TURBINE ENGINE CVC COMBUSTION CHAMBER MODULE COMPRISING A PRE-COMBUSTION CHAMBER

A turbine engine combustion chamber module including at least one constant-volume combustion chamber. The module includes, upstream of the at least one constant-volume combustion chamber, a precombustion chamber capable of producing hot combustion gases that supply the at least one constant-volume combustion chamber so as to allow the ignition thereof.

Skip to: Description  ·  Claims  · Patent History  ·  Patent History
Description
TECHNICAL FIELD

The present invention relates to the field of turbomachines, and more particularly to field of constant-volume combustion type turbomachine combustion chambers.

The invention is applicable to any type of terrestrial or aeronautical turbomachines, and for example to aircraft turbomachines such as turbojet engines and turboprop engines.

More precisely, it is directed to a constant-volume combustion type turbomachine combustion chamber including a pre-combustion chamber, as well as a turbomachine including such a combustion chamber module.

STATE OF PRIOR ART

Conventionally, a turbomachine combustion chamber operates according to the Brayton thermodynamic cycle, with a so-called constant-pressure combustion.

However, for a specific consumption gain, it has been contemplated to replace the Brayton cycle combustion chamber with a Humphrey thermodynamic cycle combustion chamber, with a so-called constant-volume combustion or even “CVC”, implementing an isochoric process.

By way of example, patent application FR 2 945 316 A1 describes making a CVC type combustion chamber. The chamber comprises at the input a compressed gas intake valve able to switch between an open position and a closed position, and includes at the output a burnt gas exhaust valve also able to switch between an open position and a closed position. The positions of the valves are driven in a synchronised way in order to implement the three successive phases of the Humphrey cycle, namely intake-combustion-exhaust.

Since the process implemented is isochoric, the Humphrey cycle implies to preserve the load during some period of time in a physically enclosed volume.

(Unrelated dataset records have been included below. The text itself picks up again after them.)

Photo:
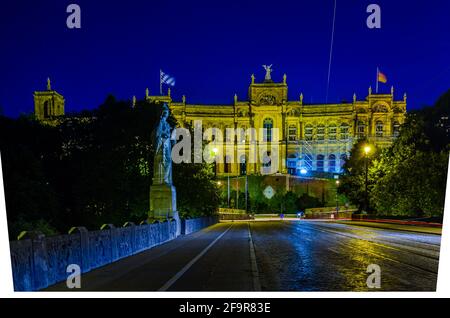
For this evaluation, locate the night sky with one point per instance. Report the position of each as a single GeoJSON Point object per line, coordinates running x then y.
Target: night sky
{"type": "Point", "coordinates": [212, 48]}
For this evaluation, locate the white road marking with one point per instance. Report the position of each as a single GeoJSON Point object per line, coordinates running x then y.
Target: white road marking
{"type": "Point", "coordinates": [177, 276]}
{"type": "Point", "coordinates": [255, 272]}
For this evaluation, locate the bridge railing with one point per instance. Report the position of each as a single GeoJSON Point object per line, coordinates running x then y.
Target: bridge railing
{"type": "Point", "coordinates": [39, 261]}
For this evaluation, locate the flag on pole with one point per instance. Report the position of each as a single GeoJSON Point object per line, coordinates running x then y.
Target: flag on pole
{"type": "Point", "coordinates": [382, 78]}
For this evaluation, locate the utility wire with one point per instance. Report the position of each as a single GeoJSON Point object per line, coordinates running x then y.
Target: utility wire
{"type": "Point", "coordinates": [331, 51]}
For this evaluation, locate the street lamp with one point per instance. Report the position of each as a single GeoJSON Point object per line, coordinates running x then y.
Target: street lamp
{"type": "Point", "coordinates": [215, 151]}
{"type": "Point", "coordinates": [367, 150]}
{"type": "Point", "coordinates": [337, 199]}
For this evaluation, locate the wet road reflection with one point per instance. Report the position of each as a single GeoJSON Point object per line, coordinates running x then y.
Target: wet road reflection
{"type": "Point", "coordinates": [328, 256]}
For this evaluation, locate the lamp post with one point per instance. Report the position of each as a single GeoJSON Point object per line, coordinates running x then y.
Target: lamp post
{"type": "Point", "coordinates": [337, 199]}
{"type": "Point", "coordinates": [367, 150]}
{"type": "Point", "coordinates": [215, 151]}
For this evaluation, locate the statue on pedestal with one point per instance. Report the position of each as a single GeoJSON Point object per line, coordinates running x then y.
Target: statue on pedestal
{"type": "Point", "coordinates": [162, 167]}
{"type": "Point", "coordinates": [268, 77]}
{"type": "Point", "coordinates": [163, 201]}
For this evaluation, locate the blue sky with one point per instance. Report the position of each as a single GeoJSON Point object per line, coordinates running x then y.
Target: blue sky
{"type": "Point", "coordinates": [212, 48]}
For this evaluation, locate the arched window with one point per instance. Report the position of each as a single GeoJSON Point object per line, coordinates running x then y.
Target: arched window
{"type": "Point", "coordinates": [331, 163]}
{"type": "Point", "coordinates": [320, 132]}
{"type": "Point", "coordinates": [268, 125]}
{"type": "Point", "coordinates": [379, 129]}
{"type": "Point", "coordinates": [46, 109]}
{"type": "Point", "coordinates": [361, 129]}
{"type": "Point", "coordinates": [243, 165]}
{"type": "Point", "coordinates": [309, 131]}
{"type": "Point", "coordinates": [308, 162]}
{"type": "Point", "coordinates": [343, 160]}
{"type": "Point", "coordinates": [320, 162]}
{"type": "Point", "coordinates": [332, 131]}
{"type": "Point", "coordinates": [396, 129]}
{"type": "Point", "coordinates": [227, 165]}
{"type": "Point", "coordinates": [292, 133]}
{"type": "Point", "coordinates": [267, 160]}
{"type": "Point", "coordinates": [345, 131]}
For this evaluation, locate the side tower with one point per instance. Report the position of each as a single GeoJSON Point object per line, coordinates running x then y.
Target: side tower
{"type": "Point", "coordinates": [49, 104]}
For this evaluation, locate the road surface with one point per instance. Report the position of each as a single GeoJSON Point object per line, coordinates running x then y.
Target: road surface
{"type": "Point", "coordinates": [276, 256]}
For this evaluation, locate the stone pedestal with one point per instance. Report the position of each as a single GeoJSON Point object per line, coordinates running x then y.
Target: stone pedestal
{"type": "Point", "coordinates": [163, 202]}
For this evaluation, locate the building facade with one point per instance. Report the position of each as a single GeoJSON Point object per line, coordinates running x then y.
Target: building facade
{"type": "Point", "coordinates": [48, 105]}
{"type": "Point", "coordinates": [314, 138]}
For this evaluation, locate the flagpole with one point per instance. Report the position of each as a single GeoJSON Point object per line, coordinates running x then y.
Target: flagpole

This operating mode induces a pulsed regimen. Indeed, the air from the compressor is taken in inside the combustion chamber. Then, after the cams are closed, a spark initiates the combustion in the chamber. Once this combustion is ended, the chamber is opened to let hot gases escape to the turbine in order to produce power, or directly to the nozzle in order to produce aerodynamic pressure.

More specifically, the constant-volume combustion process of a Humphrey cycle combustion chamber requires energy input to each combustion cycle in order to be able to trigger a combustion by propagation of a flame front. In particular, such a combustion requires a significant energy which is repeated over time.

Among the current solutions aiming at feeding the energy necessary for igniting a CVC type combustion chamber, the solution consisting in generating ignition by an electric arc ignition system is known. However, such a solution implies the use of a robust and redundant system. The solution consisting in using burnt gases of a previous combustion cycle or even those of a close or neighbouring combustion chamber is also known. However, such a system is very complex to manage and can downgrade the intrinsic potential of the combustion system. Thus, the current solutions are not entirely satisfactory.

DISCLOSURE OF THE INVENTION

One purpose of the invention is therefore to fulfil at least partially the abovementioned needs and drawbacks related to embodiments of prior art.

In particular, the invention aims at providing an alternative solution of energy input necessary to the ignition of a constant-volume combustion type turbomachine combustion chamber.

One object of the invention, according to one of its aspects, is thus a turbomachine combustion chamber module, including at least one constant-volume combustion type combustion chamber, characterised in that it further includes, upstream of said at least one constant-volume combustion type combustion chamber, a pre-combustion chamber capable of producing hot combustion gases supplying said at least one constant-volume combustion type combustion chamber to allow the ignition thereof.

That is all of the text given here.